Tag Archives: libguestfs

Caseless virtualization cluster, part 4

AMD supports nested virtualization a bit more reliably than Intel, which was one of the reasons to go for AMD processors in my virtualization cluster. (The other reason is they are much cheaper)

But how well does it perform? Not too badly as it happens.
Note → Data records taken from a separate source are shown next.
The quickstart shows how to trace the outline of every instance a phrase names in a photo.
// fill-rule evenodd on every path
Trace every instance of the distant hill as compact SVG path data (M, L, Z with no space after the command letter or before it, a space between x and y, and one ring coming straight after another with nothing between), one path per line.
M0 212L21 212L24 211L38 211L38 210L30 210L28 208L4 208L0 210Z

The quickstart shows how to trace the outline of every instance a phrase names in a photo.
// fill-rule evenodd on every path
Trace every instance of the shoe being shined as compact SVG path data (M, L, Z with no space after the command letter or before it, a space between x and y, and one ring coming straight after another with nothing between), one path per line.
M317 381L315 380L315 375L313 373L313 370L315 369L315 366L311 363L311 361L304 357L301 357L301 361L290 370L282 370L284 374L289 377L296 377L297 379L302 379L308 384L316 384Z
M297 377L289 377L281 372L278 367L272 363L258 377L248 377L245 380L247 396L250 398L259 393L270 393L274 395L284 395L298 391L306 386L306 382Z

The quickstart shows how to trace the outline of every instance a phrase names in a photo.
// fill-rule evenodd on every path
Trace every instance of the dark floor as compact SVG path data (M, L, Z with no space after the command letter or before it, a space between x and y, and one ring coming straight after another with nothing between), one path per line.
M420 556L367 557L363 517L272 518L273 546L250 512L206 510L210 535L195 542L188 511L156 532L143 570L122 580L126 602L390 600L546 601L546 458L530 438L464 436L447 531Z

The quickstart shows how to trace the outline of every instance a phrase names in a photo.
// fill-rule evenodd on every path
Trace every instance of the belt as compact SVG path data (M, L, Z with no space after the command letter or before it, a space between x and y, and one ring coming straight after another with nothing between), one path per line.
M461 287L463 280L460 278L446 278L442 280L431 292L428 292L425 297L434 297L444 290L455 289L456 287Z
I tested this by creating a Fedora 20 guest (the L1 guest). I could create a nested (L2) guest inside that, but a simpler way is to use guestfish to carry out some baseline performance measurements. Since libguestfs is creating a short-lived KVM appliance, it benefits from hardware virt acceleration when available. And since libguestfs ≥ 1.26, there is a new option that lets you force software emulation so you can easily test the effect with & without hardware acceleration.

L1 performance

Let’s start on the host (L0), measuring L1 performance. Note that you have to run the commands shown at least twice, both because supermin will build and cache the appliance first time and because it’s a fairer test of hardware acceleration if everything is cached in memory.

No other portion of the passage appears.